Apple 14-Inch MacBook Pro M2 Teardown Reveals Big Changes Due to Substrate Pricing

Apple’s bean counter arguably forms one of the most powerful forces within the organization, even though much of the company’s high-profile success is tied to its design. His one of Apple’s major new consumer products, his 2023 14-inch MacBook Pro, is a case in point, and its design has changed significantly due to price fluctuations in the material and component markets.

i will fix I recently broke one of my laptops and was amazed at the variation in SoC size, cooler size, and NAND performance.chief analyst semi-analyticalDylan Patel was drafted to shed light on and provide an explanation for these changes.

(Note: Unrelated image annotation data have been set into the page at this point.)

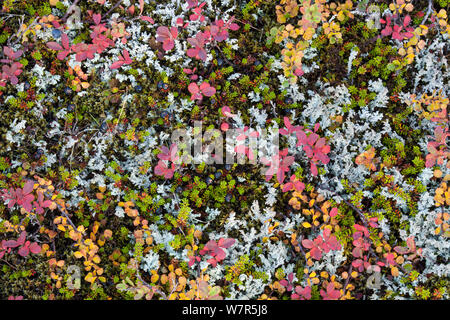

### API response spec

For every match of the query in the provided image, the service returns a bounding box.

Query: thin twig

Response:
[61,0,80,22]
[420,0,433,24]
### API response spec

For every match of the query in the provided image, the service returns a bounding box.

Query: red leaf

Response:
[47,41,63,51]
[30,242,41,254]
[188,82,200,94]
[139,16,155,24]
[92,13,102,25]
[302,239,314,249]
[2,240,20,249]
[330,208,338,217]
[200,85,216,97]
[206,258,217,267]
[218,238,236,248]
[109,60,123,70]
[19,246,30,257]
[61,33,70,50]
[23,180,34,194]
[17,231,27,245]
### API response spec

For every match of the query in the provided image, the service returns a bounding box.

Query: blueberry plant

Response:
[0,0,450,300]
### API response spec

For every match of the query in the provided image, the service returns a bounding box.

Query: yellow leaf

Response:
[103,229,112,239]
[84,272,97,283]
[391,267,399,277]
[150,274,159,283]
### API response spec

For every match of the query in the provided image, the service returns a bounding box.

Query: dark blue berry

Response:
[34,149,44,160]
[52,29,61,39]
[284,97,294,104]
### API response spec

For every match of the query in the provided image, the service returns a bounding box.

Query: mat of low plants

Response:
[0,0,450,300]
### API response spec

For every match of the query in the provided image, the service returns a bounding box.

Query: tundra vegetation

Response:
[0,0,450,300]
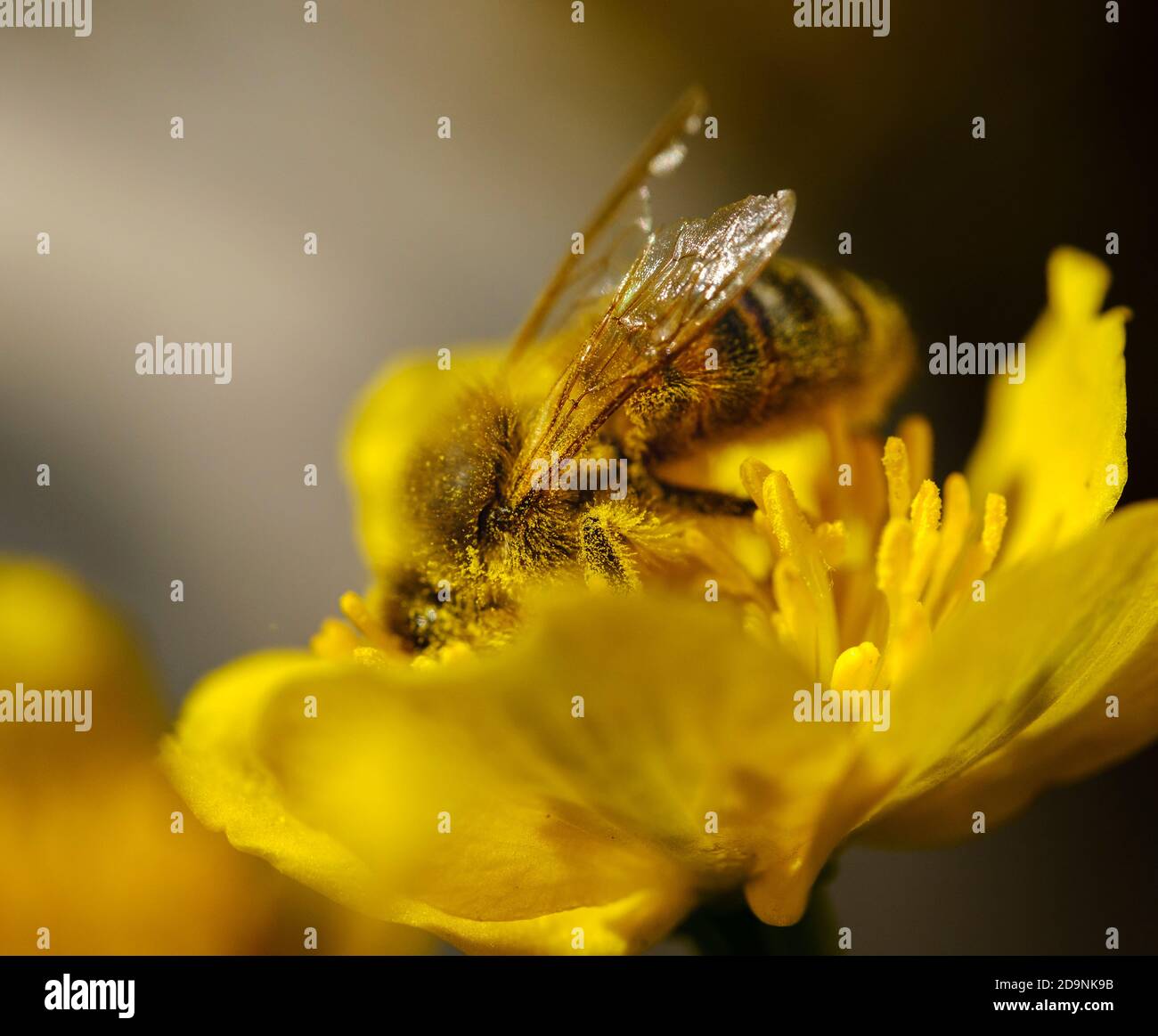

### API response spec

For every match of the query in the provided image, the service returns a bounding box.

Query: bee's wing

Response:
[509,86,707,363]
[512,191,795,495]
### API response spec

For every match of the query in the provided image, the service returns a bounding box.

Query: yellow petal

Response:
[0,557,426,955]
[968,248,1129,566]
[863,502,1158,845]
[165,595,895,954]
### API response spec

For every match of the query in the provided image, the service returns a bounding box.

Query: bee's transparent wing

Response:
[509,86,707,361]
[513,191,795,495]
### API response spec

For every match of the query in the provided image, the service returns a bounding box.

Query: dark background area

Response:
[0,0,1158,954]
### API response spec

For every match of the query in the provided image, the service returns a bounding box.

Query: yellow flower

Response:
[165,250,1158,954]
[0,556,423,955]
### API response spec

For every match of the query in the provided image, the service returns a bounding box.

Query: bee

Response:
[388,89,912,653]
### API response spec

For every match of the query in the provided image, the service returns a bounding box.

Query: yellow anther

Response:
[763,471,837,673]
[833,640,880,691]
[898,413,934,494]
[815,522,849,568]
[904,479,942,600]
[877,518,912,607]
[981,494,1008,568]
[881,436,912,518]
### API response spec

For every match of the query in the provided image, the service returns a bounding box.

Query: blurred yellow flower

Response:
[0,556,426,955]
[165,250,1158,954]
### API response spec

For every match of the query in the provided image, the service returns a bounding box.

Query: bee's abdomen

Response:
[626,258,912,457]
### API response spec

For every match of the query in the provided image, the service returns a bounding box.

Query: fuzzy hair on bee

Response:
[381,90,912,652]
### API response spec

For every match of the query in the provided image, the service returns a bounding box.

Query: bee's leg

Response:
[579,502,673,589]
[579,506,637,589]
[620,456,756,518]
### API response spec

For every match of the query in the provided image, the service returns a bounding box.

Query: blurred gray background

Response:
[0,0,1158,952]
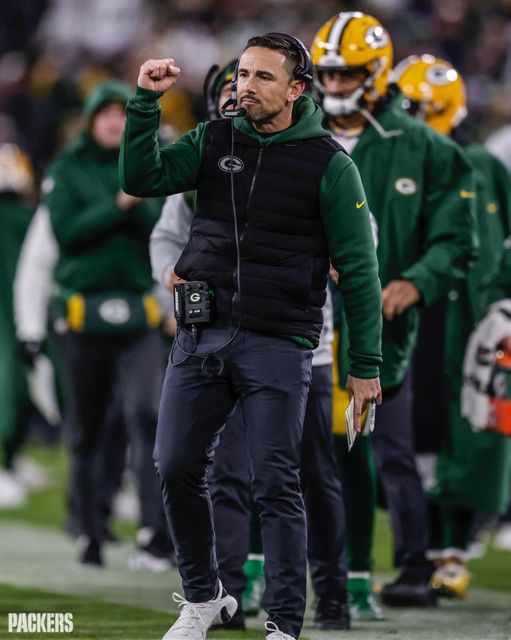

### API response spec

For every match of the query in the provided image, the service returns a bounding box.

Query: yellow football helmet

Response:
[311,11,393,115]
[0,143,34,196]
[391,54,467,135]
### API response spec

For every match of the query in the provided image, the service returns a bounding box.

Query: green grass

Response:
[0,445,511,590]
[0,584,263,640]
[0,585,173,640]
[0,445,136,539]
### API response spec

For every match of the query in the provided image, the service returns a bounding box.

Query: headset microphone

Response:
[220,98,247,118]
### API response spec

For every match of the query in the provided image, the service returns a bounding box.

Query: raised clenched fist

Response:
[137,58,181,93]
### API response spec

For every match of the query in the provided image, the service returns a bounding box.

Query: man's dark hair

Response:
[243,35,302,78]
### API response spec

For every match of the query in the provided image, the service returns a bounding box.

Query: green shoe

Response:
[348,578,385,622]
[241,558,264,616]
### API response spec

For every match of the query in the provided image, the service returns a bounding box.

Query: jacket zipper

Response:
[231,147,263,311]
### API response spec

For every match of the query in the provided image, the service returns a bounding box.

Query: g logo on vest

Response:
[394,178,417,196]
[218,156,245,173]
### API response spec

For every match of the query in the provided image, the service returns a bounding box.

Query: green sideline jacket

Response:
[0,198,34,458]
[42,83,163,293]
[430,144,511,513]
[348,94,477,389]
[120,87,381,378]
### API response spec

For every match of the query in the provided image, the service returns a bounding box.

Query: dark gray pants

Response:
[209,365,346,601]
[155,329,312,638]
[371,374,428,567]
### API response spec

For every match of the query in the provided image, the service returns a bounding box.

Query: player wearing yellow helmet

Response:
[392,54,511,597]
[311,12,480,608]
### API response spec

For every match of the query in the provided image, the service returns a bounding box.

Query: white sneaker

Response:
[163,580,238,640]
[264,620,296,640]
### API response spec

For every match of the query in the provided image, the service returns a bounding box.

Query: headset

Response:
[221,31,314,118]
[174,32,314,378]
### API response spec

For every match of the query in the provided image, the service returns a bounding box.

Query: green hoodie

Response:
[42,81,163,293]
[120,87,381,378]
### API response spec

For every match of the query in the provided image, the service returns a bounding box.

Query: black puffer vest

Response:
[175,120,341,344]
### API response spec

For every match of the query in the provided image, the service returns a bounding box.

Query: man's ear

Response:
[287,80,305,102]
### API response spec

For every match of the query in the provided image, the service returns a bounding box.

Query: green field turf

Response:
[0,447,511,640]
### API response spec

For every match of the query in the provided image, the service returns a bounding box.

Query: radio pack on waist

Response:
[52,291,161,334]
[174,280,214,327]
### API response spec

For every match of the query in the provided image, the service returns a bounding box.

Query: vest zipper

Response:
[231,147,263,311]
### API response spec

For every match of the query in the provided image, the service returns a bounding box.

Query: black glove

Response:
[20,340,41,368]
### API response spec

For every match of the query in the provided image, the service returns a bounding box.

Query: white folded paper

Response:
[346,398,376,451]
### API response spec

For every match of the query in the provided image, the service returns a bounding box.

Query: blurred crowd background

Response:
[4,0,511,185]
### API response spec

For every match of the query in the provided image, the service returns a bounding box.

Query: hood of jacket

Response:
[82,80,133,129]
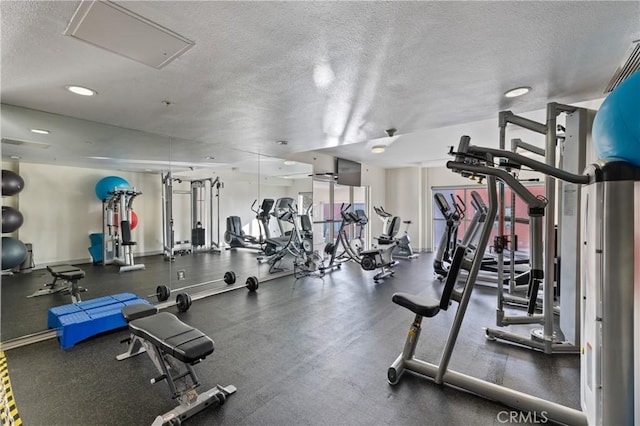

Why is the heatsink so small?

After unveiling the new 2023 14-inch MacBook Pro M2 for the first time, the iFixIt team expected the cooling solution to be beefed up and enhanced compared to the previous M1 Pro version. After all, the M2 Pro inside this laptop was trumpeted as packing. 40 billion transistors (opens in new tab) — Almost 20% more than the M1 Pro, and double that amount on the M2. It was also claimed to offer 200GB/s of unified memory bandwidth, double that of the M2. Even more conveniently, compared to its direct predecessor, the M2 Pro was claimed by Apple to have around 20% faster CPU and up to 30% faster GPU.

(Image credit: iFixIt)

So it was quite a surprise to tech teardown experts that the heatsink/cooling assembly was noticeably smaller right away. I got it right away. The main reason is the new onboard RAM configuration.

Change from Apple M1 Pro to M2 Pro

Left: M1 Pro SoC / Right: M2 Pro SoC (Image credit: iFixIt)

In the photo above you can see the new SoC on the right. Patel explained that Apple instigated this change when there was a severe shortage of ABF substrates, so optimizing for this design constraint was very practical. The way Apple has chosen to do this is by changing from dual 8GB LPDDR5 RAM configurations to quad 4GB LPDDR5 RAM chips.